With Mr. Asmussen having accumulated profound experience of the euro zone's debt crisis over the past three years, and with the substantial political will of Germany behind the proposal, it is unlikely that the nomination will fail.
Joachim Poss, deputy finance spokesman for the SPD in Berlin, said that the Finance Ministry had "made a good choice," and dropped the clearest hint yet that the reasons for Mr. Stark's sudden resignation, which shocked financial markets Friday, lay in the ECB's controversial policy of buying the government bonds of troubled states. Mr. Stark himself had cited only "personal reasons."
"It's to be hoped that the political conditions that would make it unnecessary for the ECB to buy government bonds in future will be put in place as quickly as possible," Mr/ Poss said. "That would allow [Asmussen] a better working basis than Jürgen Stark had to date."
Mr. Asmussen's nomination to the ECB is resonant for another reason. Like the new Bundesbank President Jens Weidmann, he is a former student of Axel Weber, the university professor-turned-central banker who seemed destined to be the next head of the ECB before his own shock resignation in February. Mr. Weber had criticized the ECB's bond-buying program more explicitly, and appeared reluctant to accept a position where he would be repeatedly outvoted on the issue.

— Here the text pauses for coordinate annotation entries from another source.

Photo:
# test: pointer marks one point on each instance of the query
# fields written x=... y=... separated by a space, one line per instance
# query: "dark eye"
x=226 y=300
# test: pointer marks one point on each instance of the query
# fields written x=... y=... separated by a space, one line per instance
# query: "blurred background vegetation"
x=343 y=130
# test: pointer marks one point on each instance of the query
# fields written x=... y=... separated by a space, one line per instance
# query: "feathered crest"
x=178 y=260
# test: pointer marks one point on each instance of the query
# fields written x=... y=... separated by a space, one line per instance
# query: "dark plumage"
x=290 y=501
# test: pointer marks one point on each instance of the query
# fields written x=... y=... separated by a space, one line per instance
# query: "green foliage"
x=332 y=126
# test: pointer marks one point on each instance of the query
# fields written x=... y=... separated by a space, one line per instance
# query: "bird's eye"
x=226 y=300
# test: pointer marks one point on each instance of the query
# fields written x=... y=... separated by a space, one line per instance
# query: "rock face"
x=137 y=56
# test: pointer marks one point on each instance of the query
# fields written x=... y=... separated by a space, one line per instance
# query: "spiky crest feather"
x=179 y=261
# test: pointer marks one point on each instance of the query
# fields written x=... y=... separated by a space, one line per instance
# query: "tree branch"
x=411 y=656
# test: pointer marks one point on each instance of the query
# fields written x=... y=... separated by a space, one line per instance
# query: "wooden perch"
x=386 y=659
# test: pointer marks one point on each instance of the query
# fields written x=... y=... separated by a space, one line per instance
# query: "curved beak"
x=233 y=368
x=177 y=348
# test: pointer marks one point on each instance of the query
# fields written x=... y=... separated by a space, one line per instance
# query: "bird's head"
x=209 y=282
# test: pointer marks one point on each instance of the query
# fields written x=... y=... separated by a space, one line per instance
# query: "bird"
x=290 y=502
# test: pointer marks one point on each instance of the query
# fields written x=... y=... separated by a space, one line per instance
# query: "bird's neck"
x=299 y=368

Elsewhere in the news conference, Mr. Schaeuble repeated that Greece must meet the conditions set for it by its official creditors before the next tranche of aid will be disbursed. He said that both the euro zone's governments and the International Monetary Fund were agreed on this.
He also dismissed suggestions that Greece would go bankrupt if the tranche isn't disbursed on time, noting that the country had moved up the issuance of short-term debt to bolster its cash balances. Greece earlier this week sold €1.45 billion ($1.98 billion) of six-month treasury bills.